Associated Press “Pope Francis to canonise Portuguese children who 'saw' Virgin Mary” https://www.theguardian.com/world/2017/may/12/pope-francis-pilgrims-flock-to-shrine-town-fatima-children
葡萄牙のリスボンの北50kmのところにあるファティマで2人の羊飼いの子どもに聖母マリアが出現して、ちょうど100年。現地では祝賀の式典が開かれ、フランシス教皇も出席し、その2人の子どもを列聖する。
ヨハネ=パウロ2世と「ファティマ」;
On 13 May 1917, while they were grazing their sheep, the children saw the first of a half-dozen visions of the Virgin Mary. They said she revealed to them three “secrets” – apocalyptic messages foreshadowing the second world war, hell, the rise and fall of communism and the death of a pope – and urged them to pray for peace and turn away from sin.At first doubted by the local Catholic church and even their parents, the children’s story gained believers and was eventually accepted as an authentic apparition by the church in 1930.
The children being canonised, brother and sister Francisco and Jacinta Marto, who were nine and seven at the time of the apparitions, died of influenza two years later. Their cousin, Lucia dos Santos, who became the main raconteur of their tale, is on track for beatification, the first step toward becoming a saint. Her case couldn’t begin until after her death in 2005.
Francis’s deputy, Cardinal Pietro Parolin, said the importance of Fátima lay in the fact that poor, illiterate children – not the wealthy or learned – were able to convey a powerful message of love and forgiveness at a time of war when “the talk was of hatred, vendetta, hostilities”.

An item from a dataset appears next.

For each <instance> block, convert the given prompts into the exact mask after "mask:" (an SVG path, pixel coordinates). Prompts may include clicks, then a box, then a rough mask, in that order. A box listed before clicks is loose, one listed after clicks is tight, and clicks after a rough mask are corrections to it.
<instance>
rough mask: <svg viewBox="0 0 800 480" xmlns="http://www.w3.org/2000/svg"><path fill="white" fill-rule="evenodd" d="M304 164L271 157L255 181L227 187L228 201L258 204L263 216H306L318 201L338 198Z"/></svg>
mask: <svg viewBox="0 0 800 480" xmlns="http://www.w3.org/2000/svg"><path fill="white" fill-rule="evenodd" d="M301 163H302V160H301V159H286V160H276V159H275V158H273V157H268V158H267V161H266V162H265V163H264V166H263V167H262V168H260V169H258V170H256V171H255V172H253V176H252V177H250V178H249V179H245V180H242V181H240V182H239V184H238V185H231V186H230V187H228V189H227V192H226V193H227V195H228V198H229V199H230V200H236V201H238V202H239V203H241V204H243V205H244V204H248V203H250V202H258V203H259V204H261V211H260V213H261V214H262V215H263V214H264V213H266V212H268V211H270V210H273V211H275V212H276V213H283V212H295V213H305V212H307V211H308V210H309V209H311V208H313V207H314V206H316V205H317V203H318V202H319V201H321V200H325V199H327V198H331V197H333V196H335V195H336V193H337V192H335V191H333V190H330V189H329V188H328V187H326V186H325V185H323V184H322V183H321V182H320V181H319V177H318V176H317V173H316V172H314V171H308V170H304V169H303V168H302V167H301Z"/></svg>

Fátima has long been associated with St John Paul II. The Polish-born pope credited the Virgin Mary with having saved his life in 1981 when a would-be assassin shot him on Fátima’s feast day – 13 May – in St Peter’s Square. John Paul made the first of his three pilgrimages to Fátima the following May, and one of the bullets fired at him now adorns the crown of the Madonna at the shrine.Like John Paul II, the Argentinian-born Francis is devoted to the Madonna, thanks in large part to the strong role Marian devotions play in the popular piety of Latin American Catholics.